As the Deputy will be aware, the Law Reform Commission produced a report on Harmful Communications and Digital Safety in September 2016. This report contained a number of recommendations to improve the criminal justice and regulatory response to harm perpetrated online. The report is essentially divided into two parts:
It proposed the appointment of a Digital Safety Commissioner to promote digital safety, to publish a statutory Code of Practice on it and to oversee efficient take-down procedures to ensure that harmful communications can be removed as quickly as possible from social media sites. The proposed legislation in relation to the appointment of a Digital Safety Commissioner is being dealt with by the Department of Communications, Climate Action and Environment.

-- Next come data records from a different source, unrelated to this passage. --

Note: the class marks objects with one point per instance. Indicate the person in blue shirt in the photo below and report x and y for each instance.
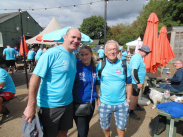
(100, 53)
(7, 87)
(138, 70)
(124, 54)
(31, 59)
(57, 70)
(175, 84)
(84, 88)
(17, 56)
(39, 53)
(114, 96)
(10, 54)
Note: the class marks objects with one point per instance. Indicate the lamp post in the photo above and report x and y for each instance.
(105, 18)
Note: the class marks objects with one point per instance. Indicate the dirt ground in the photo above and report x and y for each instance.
(10, 125)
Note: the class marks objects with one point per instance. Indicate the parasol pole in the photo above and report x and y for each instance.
(25, 64)
(105, 18)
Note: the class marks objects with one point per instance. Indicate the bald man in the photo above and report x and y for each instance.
(57, 69)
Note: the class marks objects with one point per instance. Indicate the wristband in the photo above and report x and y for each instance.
(128, 100)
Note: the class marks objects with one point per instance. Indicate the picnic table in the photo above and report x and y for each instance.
(170, 125)
(154, 78)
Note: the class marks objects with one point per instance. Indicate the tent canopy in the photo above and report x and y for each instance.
(52, 26)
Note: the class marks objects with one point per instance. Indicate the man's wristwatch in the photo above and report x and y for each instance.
(128, 100)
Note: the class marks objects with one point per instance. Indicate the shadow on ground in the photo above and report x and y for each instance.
(132, 127)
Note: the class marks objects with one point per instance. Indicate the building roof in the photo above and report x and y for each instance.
(6, 16)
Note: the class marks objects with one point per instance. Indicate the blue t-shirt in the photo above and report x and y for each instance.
(57, 69)
(101, 53)
(10, 53)
(6, 78)
(84, 81)
(38, 54)
(31, 54)
(112, 83)
(124, 53)
(137, 62)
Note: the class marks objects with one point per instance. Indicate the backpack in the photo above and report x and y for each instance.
(104, 63)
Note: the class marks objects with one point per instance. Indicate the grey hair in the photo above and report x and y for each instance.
(111, 41)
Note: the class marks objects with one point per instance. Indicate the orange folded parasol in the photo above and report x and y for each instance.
(40, 39)
(152, 61)
(25, 47)
(166, 51)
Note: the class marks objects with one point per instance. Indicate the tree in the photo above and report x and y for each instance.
(94, 27)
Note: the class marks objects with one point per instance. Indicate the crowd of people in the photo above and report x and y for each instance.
(69, 87)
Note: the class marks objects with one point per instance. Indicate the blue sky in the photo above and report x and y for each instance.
(118, 11)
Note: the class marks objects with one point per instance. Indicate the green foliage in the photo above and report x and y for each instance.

It also proposed significant reform in the area of the criminal law and it was intended that my Department would bring forward legislation to give effect to the criminal law aspects of the report. However, due to competing legislative priorities, progress was not as rapid as I had hoped. In 2017, Deputy Brendan Howlin introduced a Private Member’s Bill, the Harassment, Harmful Communications and Related Offences Bill 2017 to the Dáil. It completed second stage in January 2018 and was not opposed by Government. Cabinet approval was recently given to discontinue work on the Government Bill and to support Deputy Howlin’s Bill to ensure that legislation can be enacted as swiftly as possible. The main provisions of the Bill as published include:
- The existing offence of sending false, threatening, indecent or obscene messages will be extended. At present, it applies to communication by telephone or sms messaging but the new offence proposed will apply to all threatening, false, indecent and obscene messages sent persistently using any form of online or traditional method of communications.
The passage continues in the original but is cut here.